Acredito que sim, ninguém pode ser triste para sempre.
A mãe só trabalha três horas por dia, não consegue concentrar-se mais. Limpa os escritórios da direcção da Junta Autónoma de Estradas
— sacode o pó, despeja os caixotes de lixo
e aspira quilómetros de corredores alcatifados. Às vezes leva-me com ela mas é raro.
Fico com a tia Victória numa casa a sério, com várias divisões muito asseadas.
O part-time da mãe é à tarde, depois dos directores da empresa saírem, e eu só tenho aulas de manhã; a mãe podia levar-me sempre consigo, porém diz que lhe atrapalho o serviço.

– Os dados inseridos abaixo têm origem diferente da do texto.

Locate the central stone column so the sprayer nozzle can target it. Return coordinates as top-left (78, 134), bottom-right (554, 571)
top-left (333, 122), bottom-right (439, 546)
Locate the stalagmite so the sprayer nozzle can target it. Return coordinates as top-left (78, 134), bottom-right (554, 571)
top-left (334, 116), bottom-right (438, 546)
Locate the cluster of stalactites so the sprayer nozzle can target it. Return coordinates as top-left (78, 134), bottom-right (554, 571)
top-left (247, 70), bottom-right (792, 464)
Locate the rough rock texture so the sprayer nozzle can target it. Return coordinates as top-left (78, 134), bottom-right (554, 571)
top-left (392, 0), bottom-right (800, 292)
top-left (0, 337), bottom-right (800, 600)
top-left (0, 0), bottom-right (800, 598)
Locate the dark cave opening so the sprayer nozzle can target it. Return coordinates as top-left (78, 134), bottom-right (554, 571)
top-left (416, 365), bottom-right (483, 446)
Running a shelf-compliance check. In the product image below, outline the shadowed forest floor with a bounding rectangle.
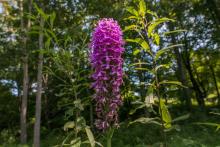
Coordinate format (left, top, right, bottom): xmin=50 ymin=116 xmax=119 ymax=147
xmin=0 ymin=107 xmax=220 ymax=147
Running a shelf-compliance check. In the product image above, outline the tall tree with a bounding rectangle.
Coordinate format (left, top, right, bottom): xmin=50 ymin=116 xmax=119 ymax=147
xmin=20 ymin=0 xmax=32 ymax=144
xmin=34 ymin=6 xmax=44 ymax=147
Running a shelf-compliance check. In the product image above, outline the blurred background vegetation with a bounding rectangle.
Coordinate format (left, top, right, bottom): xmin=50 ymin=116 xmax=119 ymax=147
xmin=0 ymin=0 xmax=220 ymax=147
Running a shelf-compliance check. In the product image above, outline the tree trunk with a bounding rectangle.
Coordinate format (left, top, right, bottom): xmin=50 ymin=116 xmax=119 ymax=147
xmin=20 ymin=0 xmax=32 ymax=144
xmin=209 ymin=65 xmax=220 ymax=105
xmin=34 ymin=13 xmax=44 ymax=147
xmin=170 ymin=27 xmax=192 ymax=109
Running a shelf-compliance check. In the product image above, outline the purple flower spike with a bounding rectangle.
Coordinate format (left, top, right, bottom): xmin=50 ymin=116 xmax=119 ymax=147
xmin=90 ymin=18 xmax=124 ymax=130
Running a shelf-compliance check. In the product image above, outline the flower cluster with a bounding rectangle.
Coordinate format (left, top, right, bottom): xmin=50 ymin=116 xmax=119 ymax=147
xmin=90 ymin=18 xmax=124 ymax=130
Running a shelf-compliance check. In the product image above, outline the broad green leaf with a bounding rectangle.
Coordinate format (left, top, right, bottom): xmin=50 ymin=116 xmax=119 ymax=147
xmin=129 ymin=104 xmax=145 ymax=115
xmin=153 ymin=33 xmax=160 ymax=45
xmin=159 ymin=80 xmax=187 ymax=88
xmin=155 ymin=64 xmax=170 ymax=72
xmin=85 ymin=127 xmax=95 ymax=147
xmin=147 ymin=17 xmax=174 ymax=37
xmin=172 ymin=113 xmax=190 ymax=122
xmin=63 ymin=121 xmax=75 ymax=131
xmin=146 ymin=10 xmax=158 ymax=18
xmin=126 ymin=38 xmax=150 ymax=53
xmin=133 ymin=49 xmax=140 ymax=56
xmin=129 ymin=117 xmax=161 ymax=126
xmin=159 ymin=100 xmax=172 ymax=129
xmin=135 ymin=67 xmax=152 ymax=72
xmin=210 ymin=112 xmax=220 ymax=115
xmin=129 ymin=62 xmax=149 ymax=66
xmin=46 ymin=29 xmax=58 ymax=43
xmin=195 ymin=122 xmax=220 ymax=131
xmin=123 ymin=16 xmax=138 ymax=20
xmin=70 ymin=137 xmax=81 ymax=147
xmin=155 ymin=44 xmax=183 ymax=60
xmin=163 ymin=30 xmax=187 ymax=35
xmin=139 ymin=0 xmax=146 ymax=17
xmin=126 ymin=7 xmax=138 ymax=16
xmin=34 ymin=3 xmax=49 ymax=20
xmin=144 ymin=86 xmax=154 ymax=107
xmin=123 ymin=25 xmax=137 ymax=32
xmin=50 ymin=12 xmax=56 ymax=27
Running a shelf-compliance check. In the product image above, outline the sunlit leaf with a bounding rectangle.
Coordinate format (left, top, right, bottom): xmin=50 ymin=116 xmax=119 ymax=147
xmin=139 ymin=0 xmax=146 ymax=17
xmin=172 ymin=113 xmax=190 ymax=122
xmin=129 ymin=117 xmax=161 ymax=126
xmin=126 ymin=7 xmax=138 ymax=16
xmin=129 ymin=104 xmax=145 ymax=115
xmin=63 ymin=121 xmax=75 ymax=131
xmin=147 ymin=17 xmax=174 ymax=37
xmin=155 ymin=44 xmax=183 ymax=60
xmin=123 ymin=25 xmax=137 ymax=32
xmin=133 ymin=49 xmax=140 ymax=56
xmin=126 ymin=38 xmax=150 ymax=53
xmin=159 ymin=100 xmax=172 ymax=129
xmin=159 ymin=80 xmax=187 ymax=88
xmin=163 ymin=30 xmax=187 ymax=35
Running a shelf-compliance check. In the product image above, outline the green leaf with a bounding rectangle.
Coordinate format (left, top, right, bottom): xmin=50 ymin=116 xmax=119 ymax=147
xmin=155 ymin=64 xmax=170 ymax=72
xmin=123 ymin=25 xmax=137 ymax=32
xmin=172 ymin=113 xmax=190 ymax=122
xmin=139 ymin=0 xmax=146 ymax=17
xmin=195 ymin=122 xmax=220 ymax=131
xmin=146 ymin=10 xmax=158 ymax=18
xmin=155 ymin=44 xmax=183 ymax=60
xmin=126 ymin=38 xmax=150 ymax=53
xmin=70 ymin=137 xmax=81 ymax=147
xmin=126 ymin=7 xmax=138 ymax=16
xmin=159 ymin=100 xmax=172 ymax=129
xmin=129 ymin=117 xmax=161 ymax=126
xmin=46 ymin=29 xmax=58 ymax=43
xmin=129 ymin=104 xmax=145 ymax=115
xmin=85 ymin=127 xmax=95 ymax=147
xmin=153 ymin=33 xmax=160 ymax=45
xmin=147 ymin=17 xmax=174 ymax=37
xmin=123 ymin=16 xmax=138 ymax=20
xmin=129 ymin=62 xmax=148 ymax=66
xmin=63 ymin=121 xmax=75 ymax=131
xmin=50 ymin=12 xmax=56 ymax=27
xmin=159 ymin=80 xmax=187 ymax=88
xmin=34 ymin=3 xmax=49 ymax=20
xmin=163 ymin=30 xmax=187 ymax=35
xmin=133 ymin=49 xmax=140 ymax=56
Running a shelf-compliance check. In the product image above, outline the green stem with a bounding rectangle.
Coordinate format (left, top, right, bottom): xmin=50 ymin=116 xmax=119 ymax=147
xmin=107 ymin=128 xmax=114 ymax=147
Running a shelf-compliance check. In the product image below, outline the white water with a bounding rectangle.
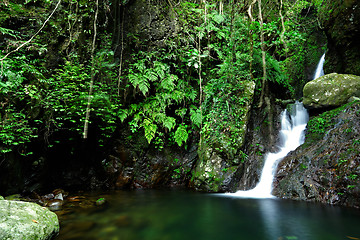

Nos escritórios há computadores e máquinas de escrever, posso brincar às escritoras.
Escrever num caderno em casa da tia Vitória não tem graça.
Como não há mais ninguém no escritório, tirando o pessoal da limpeza, brinco no gabinete presidencial onde está a
máquina de escrever com cinco pisos,
e ponho-me a dactilografar histórias inventadas com a promessa de não estragar as teclas.
A mãe é a melhor da empresa a limpar,
por isso é que foi promovida à área presidencial.
Queriam a melhor funcionária para limpar o gabinete da Presidência.
Tenho orgulho na mãe,
pena não cuidar tão bem da nossa casa como dos escritórios dos engenheiros e doutores.